Worm bins make compost that is rich in nitrogen and potassium. Add it to the garden as a soil conditioner or make it part of a home potting medium. The liquid fertiliser needs to be diluted 1:10 with water and can then be sprayed over the soil in the garden or used as a foliar feed.
There are DIY worm bin options on the web to build yourself. Make sure that there are drainage holes and ventilation holes in the construction. Alternatively, it’s possible to buy a system online for about £50, including the worms. You’ll receive a four stage container on legs with a bottom sump and tap to drain off liquid fertiliser, two layers of worm housing for the bedding and food scraps and a ventilated lid. In addition, you get a packet of bedding and a voucher for a packet of worms that you mail off as soon as you have set up the worm bin and are ready to start.

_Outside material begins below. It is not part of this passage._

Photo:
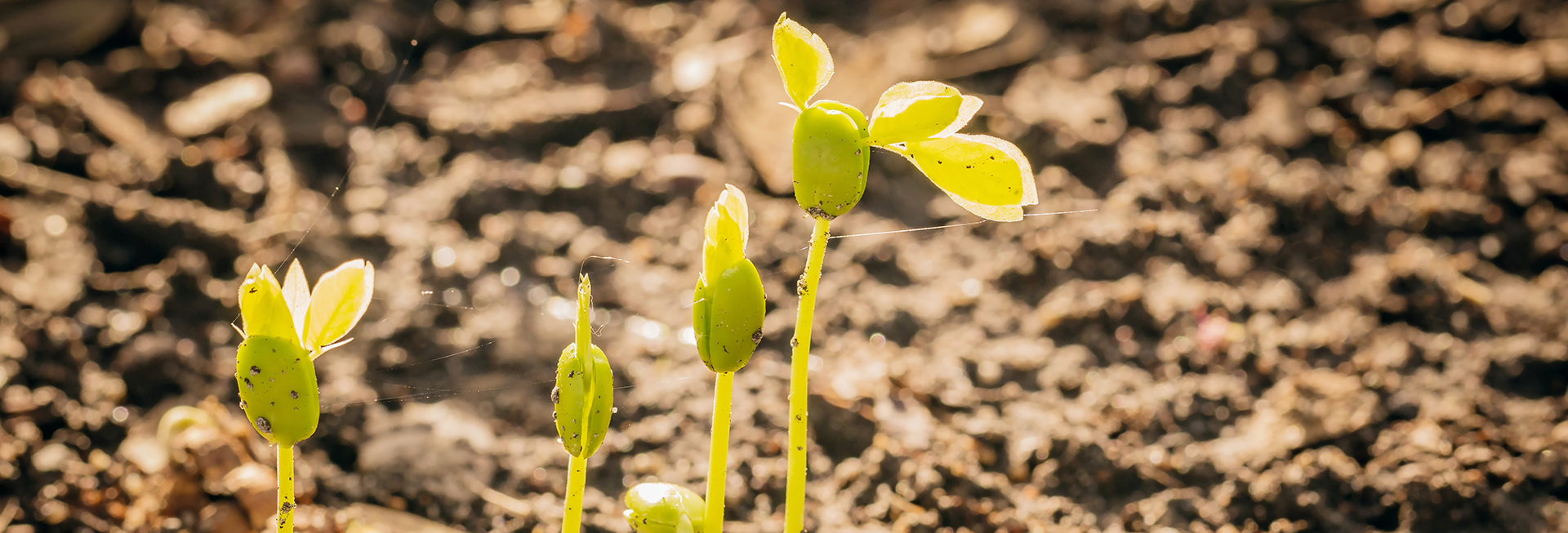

The worm bin should be located in a shady place, sheltered from heavy rain and close enough to the kitchen to visit frequently, before kitchen waste starts to rot in the caddy
The worm bin can take fruit and vegetable waste, cooked or uncooked, bread, egg shells, tea leaves, coffee grounds. Worms are vegetarian so no meat, fish or dairy. Shredded non-glossy paper can also go in as bedding plus moss, dead leaves or leafmould. The worms live in this and consume it so that it needs replacement.